草席崖·这个不太行
其叶2020-06-21 13:233,358

  怀琴山脉上离这个镇最近的两个悬崖,彼此之间却一东一西相距颇远。

  其中在这个镇西头的悬崖下有一片树林,那是这个镇的乱葬岗,路边死的乞丐、大户人家的丫鬟小厮、穷苦人家没钱买棺材,都草席子一卷直接从悬崖上一抛扔在这里,因此这个悬崖也叫草席崖,而在镇东头的悬崖叫长生崖,崖上就建着神女祠。

  叶归蓁在草席崖边下了剑。

  委托函被他毁了,依他原来的性子,此时他应该带着庞大的信息量踏上去江宁的路。

  为什么没这么做?

  当然肯定不是苏有初那一番情真意切的劝说起了作用。

  叶公子回头左思右想,这回被阴了,不行,这口气不出到底是不甘心,于是他匆匆将委托的情况传音给叶清澜,跟他说后,一拐弯往草席崖走了。
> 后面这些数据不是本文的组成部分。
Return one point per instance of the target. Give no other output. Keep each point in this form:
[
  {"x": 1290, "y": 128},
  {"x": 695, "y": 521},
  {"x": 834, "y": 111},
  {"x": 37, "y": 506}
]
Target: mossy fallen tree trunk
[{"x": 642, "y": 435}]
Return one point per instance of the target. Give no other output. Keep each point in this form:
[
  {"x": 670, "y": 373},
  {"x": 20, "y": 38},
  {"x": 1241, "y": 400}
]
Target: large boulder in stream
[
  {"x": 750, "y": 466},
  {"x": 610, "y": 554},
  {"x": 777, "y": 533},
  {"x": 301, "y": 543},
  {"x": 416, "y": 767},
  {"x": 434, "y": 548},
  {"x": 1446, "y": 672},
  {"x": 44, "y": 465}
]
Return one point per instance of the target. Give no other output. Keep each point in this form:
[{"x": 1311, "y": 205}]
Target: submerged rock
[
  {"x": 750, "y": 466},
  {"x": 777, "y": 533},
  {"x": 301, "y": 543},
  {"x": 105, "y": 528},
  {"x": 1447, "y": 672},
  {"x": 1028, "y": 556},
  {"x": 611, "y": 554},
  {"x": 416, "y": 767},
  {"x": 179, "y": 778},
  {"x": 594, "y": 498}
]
  读过书的人都知道,那些放在棺材里仔细安葬的尸体都在丰都入了档,归北阴大帝管,它们若是出了什么事,就等于给北阴大帝下绊子。

  九幽司和丰都一直以来井水不犯河水,双方都希望和平地处下去,因此九幽司的魔不会操纵那些入了棺的尸体,而那些曝尸荒野或者随意堆在乱葬岗的尸体便成了首选。

  今天晚上那一大群行尸的源头显然正是脚下这片乱葬岗,来这里查探一番或许会找到些蛛丝马迹。

  收了剑,叶归蓁直接站在悬崖边缘向下俯瞰。

  肉眼可见的黑气浮在树林里,大好阳光也穿不透这一层层死气沉沉的尸气。

  见此状,叶归蓁心里陡然涌出一种怪异的感觉。

  据观文阁记载,这个镇上的镇民人数并不很多,富裕到能请得了仆人的大户少,穷到买不起棺木的贫苦人家也少。

  按理说,被扔在乱葬岗里的尸体应该不会很多,怎么就能聚起这般强烈的尸气?

  奇怪归奇怪,该调查还是要调查,叶归蓁自封了几道大穴保持体内灵力运转充足,然后脚一抬纵身跃下悬崖。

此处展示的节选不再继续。